Azure-Samples / azure-search-openai-demo

A sample app for the Retrieval-Augmented Generation pattern running in Azure, using Azure AI Search for retrieval and Azure OpenAI large language models to power ChatGPT-style and Q&A experiences.
https://azure.microsoft.com/products/search
MIT License
6.15k stars 4.18k forks source link

Wrong Citation #159

Open realdevmann opened 1 year ago

realdevmann commented 1 year ago

Please provide us with the following information:

This issue is for a: (mark with an x)

- [ ] bug report -> please search issues before submitting
- [o ] feature request
- [ ] documentation issue or request
- [ ] regression (a behavior that used to work and stopped in a new release)

Minimal steps to reproduce

Any log messages given by the failure

Expected/desired behavior

Answer in according to uploaded files

OS and Version?

Windows 7, 8 or 10. Linux (which distribution). macOS (Yosemite? El Capitan? Sierra?) Window11

Versions

Mention any other details that might be useful

I upload my data to Azure Storage. I can run Azure Chat App correctly. But, I am disappointed with wrong answer of chatbot. My data file is written by Korean and English. My chatbot's answer is not consistent whenever I ask. Sometimes chatbot answer correctly, sometimes not.

[ Open Source Modification ]

  1. create_search_index() in predocs.py
    • before : SearchableField(name="content", type="Edm.String", analyzer_name="en_microsoft"),
  1. query_prompt_template in chatretrieveread.py
    • before : If the question is not in English, translate the question to English before generating the search query.
    • After : Please search in the language of the original input of the question, never try to translate it into English.

[ Chatbot provided wrong citation ]

image

[ Azure Storage Explorer ] SACC is defined in different file(*Lecture-7.pdf) image

How Can I improve Azure Search Service correctness?


Thanks! We'll be in touch soon.

ericthomas1 commented 1 year ago

I'm seeing the same issue using the sample data.

image

image

thiago-acn commented 1 year ago

I also have the same issue. Have anyone try to fix the problem?

ericthomas1 commented 1 year ago

I was unable to fix the issue. It used to work for me, in past deployments, but in the latest deployment, this issue popped up.

dbae1145 commented 1 year ago

@ericthomas1 which of the previous deployments?

ericthomas1 commented 1 year ago

@dbae1145 I've deployed the example multiple times in various Azure env's. In my previous, early deployments there were no issues. In my later deployments, this issue started popping up.

I'd say ~4-5 weeks ago.

villepuntanen commented 1 year ago

Similar issue reported in my case

itmilos commented 1 year ago

We should work on predocs functionally...

kruselegal commented 1 year ago

I think it's an off by one error in the pdf splitting. The pages index beginning at page 0, not page 1.

ArunEPRO commented 1 year ago

I am facing a similar issue. The previous file is always shown as citation.

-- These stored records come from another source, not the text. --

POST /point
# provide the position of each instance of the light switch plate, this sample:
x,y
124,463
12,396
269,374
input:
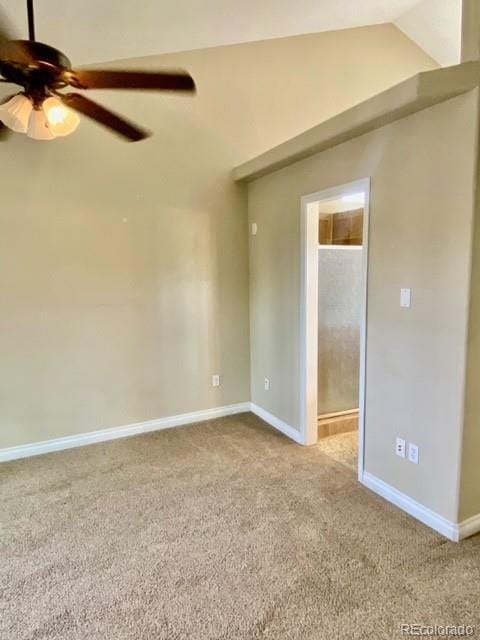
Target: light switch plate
x,y
413,453
406,298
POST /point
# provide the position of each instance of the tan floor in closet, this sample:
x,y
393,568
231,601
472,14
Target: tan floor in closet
x,y
223,530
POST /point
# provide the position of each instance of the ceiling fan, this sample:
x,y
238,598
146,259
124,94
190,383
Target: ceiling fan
x,y
43,112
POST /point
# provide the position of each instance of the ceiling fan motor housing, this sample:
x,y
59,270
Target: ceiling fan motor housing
x,y
45,71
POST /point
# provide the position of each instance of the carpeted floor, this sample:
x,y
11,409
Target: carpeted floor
x,y
222,530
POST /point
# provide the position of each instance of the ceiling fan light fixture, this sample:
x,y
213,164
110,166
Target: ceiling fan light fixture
x,y
62,121
38,128
16,112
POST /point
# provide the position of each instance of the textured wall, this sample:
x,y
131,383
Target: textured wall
x,y
124,268
339,311
423,177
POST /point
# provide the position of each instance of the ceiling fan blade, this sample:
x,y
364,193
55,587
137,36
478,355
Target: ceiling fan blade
x,y
140,80
11,49
103,116
4,132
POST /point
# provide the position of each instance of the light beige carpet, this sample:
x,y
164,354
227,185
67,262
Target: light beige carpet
x,y
222,530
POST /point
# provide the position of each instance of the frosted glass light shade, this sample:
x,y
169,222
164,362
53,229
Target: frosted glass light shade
x,y
15,113
38,127
61,120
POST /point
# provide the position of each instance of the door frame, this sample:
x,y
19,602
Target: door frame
x,y
309,312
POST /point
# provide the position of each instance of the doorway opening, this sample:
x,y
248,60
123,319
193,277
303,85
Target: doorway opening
x,y
333,319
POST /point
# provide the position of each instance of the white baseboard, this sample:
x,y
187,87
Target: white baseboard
x,y
452,530
69,442
469,527
272,420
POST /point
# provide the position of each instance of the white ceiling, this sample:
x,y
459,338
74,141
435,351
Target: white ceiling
x,y
101,30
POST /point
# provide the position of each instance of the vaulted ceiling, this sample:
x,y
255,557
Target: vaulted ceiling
x,y
98,30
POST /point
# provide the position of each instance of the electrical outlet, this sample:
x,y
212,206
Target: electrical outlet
x,y
413,453
400,447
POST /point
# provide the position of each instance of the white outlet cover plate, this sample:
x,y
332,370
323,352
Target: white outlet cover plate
x,y
406,298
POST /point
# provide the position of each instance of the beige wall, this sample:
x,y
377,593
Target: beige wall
x,y
422,170
470,479
124,268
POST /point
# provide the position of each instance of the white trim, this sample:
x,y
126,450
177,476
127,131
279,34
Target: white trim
x,y
469,527
280,425
451,530
342,247
309,311
80,440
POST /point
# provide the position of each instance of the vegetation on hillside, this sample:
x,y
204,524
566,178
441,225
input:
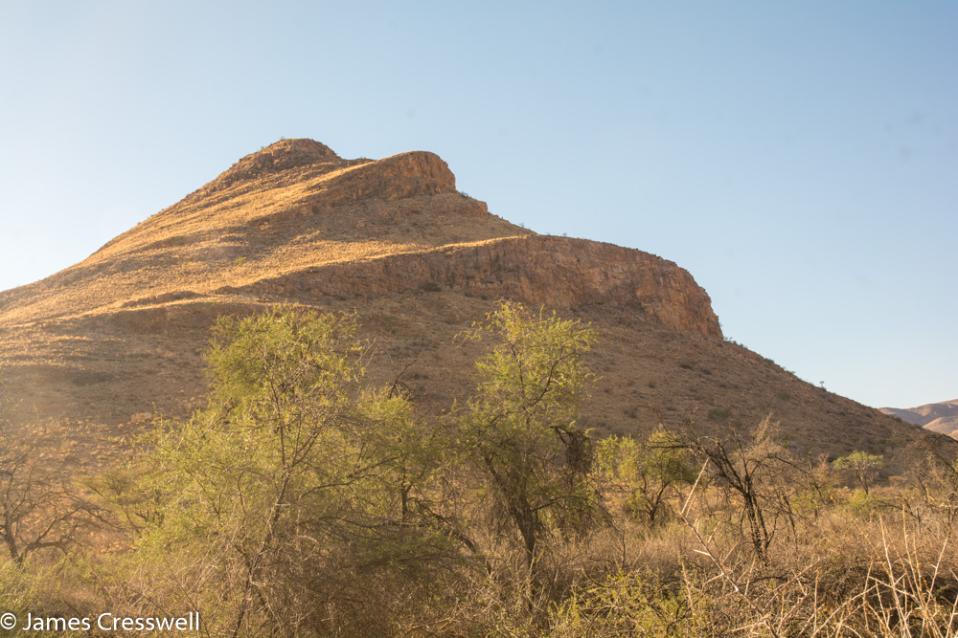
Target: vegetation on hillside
x,y
303,501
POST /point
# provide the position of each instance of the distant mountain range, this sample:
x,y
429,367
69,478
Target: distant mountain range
x,y
937,417
101,346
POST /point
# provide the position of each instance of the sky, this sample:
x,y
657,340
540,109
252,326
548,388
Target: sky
x,y
799,159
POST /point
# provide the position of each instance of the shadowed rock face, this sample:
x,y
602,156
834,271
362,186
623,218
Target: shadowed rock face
x,y
107,341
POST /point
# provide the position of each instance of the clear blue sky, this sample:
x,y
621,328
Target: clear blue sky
x,y
801,162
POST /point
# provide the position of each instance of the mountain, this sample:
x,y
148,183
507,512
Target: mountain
x,y
936,417
99,347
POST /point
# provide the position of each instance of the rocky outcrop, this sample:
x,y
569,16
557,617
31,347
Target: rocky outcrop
x,y
99,346
550,271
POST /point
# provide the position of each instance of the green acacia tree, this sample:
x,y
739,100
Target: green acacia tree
x,y
292,498
862,465
645,471
520,428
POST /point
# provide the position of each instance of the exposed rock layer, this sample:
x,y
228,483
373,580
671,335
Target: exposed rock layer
x,y
104,343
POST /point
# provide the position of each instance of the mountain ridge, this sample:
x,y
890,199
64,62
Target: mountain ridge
x,y
120,335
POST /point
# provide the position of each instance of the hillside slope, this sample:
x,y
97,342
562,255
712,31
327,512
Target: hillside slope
x,y
100,346
935,417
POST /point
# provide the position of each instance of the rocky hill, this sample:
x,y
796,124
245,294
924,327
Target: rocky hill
x,y
936,417
96,349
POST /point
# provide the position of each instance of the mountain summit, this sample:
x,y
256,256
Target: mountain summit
x,y
106,342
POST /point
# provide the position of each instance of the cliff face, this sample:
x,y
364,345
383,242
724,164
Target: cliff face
x,y
120,335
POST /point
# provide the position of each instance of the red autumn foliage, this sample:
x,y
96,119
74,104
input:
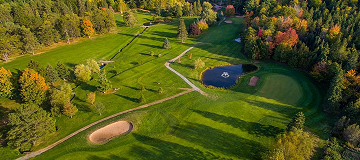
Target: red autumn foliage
x,y
290,37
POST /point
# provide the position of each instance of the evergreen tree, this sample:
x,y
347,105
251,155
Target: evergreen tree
x,y
82,73
28,124
104,83
297,122
182,33
334,95
166,44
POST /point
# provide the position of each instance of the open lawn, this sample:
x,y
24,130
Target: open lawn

nickroseth commented 1 year ago

Getting same thing. Any updates on this?

jomieljaniuk commented 1 year ago

Some cases can be caused because of the bug I described in #370 issue

nickroseth commented 1 year ago

Any update on this? is #370 the proper way to address? If so, is it because of how the chunking process works?

WVSdigitaldojo commented 1 year ago

Still a one off issue atm. Can we expect a fix?

github-actions[bot] commented 10 months ago

This issue is stale because it has been open 60 days with no activity. Remove stale label or comment or this issue will be closed.

ericthomas1 commented 10 months ago

Still waiting for a fix! The issue of incorrect references still exists. Would be nice to know how to address, whether its with some sort of indexing or a Cognitive Search setting, etc.

oizidbih commented 8 months ago

Hey there, I'm facing the same issue, and it is causing a serious problem with our customers where the bot started showing wrong citations, are there any solutions for this?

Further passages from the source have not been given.